Padahal, laporan kasus kekerasan terhadap PRT selalu muncul. Ditambah lagi, PRT menjadi salah satu kelompok paling rentan dalam tindak pidana perdagangan orang (TPPO). Tidak adanya perlindungan hukum membuat negara terkesan mengabaikan hak-hak PRT.

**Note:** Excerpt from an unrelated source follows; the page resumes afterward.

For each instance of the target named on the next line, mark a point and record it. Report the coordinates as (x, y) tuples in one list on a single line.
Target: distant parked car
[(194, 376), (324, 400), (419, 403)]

Berangkat dari keprihatinan tersebut, sejumlah perwakilan masyarakat sipil akan menggelar Aksi Mogok Makan Bergilir atau Berpuasa Massal di depan Gedung DPR Jakarta pada Senin (14/8/2023) mendatang. Aksi itu merupakan bentuk solidaritas atas korban PRT yang disandera dalam kelaparan tak terlihat.

Kasus Kekerasan dan Perdagangan Orang, PRT Jadi Korban

Laporan kekerasan terhadap PRT terus bermunculan. Menurut catatan Jala PRT, setidaknya terdapat 1.635 kasus kekerasan berlapis terhadap PRT sepanjang tahun 2017-2022. Itu belum termasuk berbagai kasus lainnya yang tidak dilaporkan.

Di sisi lain, kasus tindak pidana perdagangan orang (TPPO) juga masih menjadi masalah serius di Indonesia. Sebanyak 2.648 orang menjadi korban TPPO selama tahun 2019-2023, menurut data Badan Reserse Kriminal Kepolisian Negara RI (Bareskrim Polri). Sementara itu, Kementerian Pemberdayaan Perempuan dan Perlindungan Anak (KemenPPPA) mencatat, paling tidak 1.581 orang di Indonesia menjadi korban TPPO pada tahun 2020-2022.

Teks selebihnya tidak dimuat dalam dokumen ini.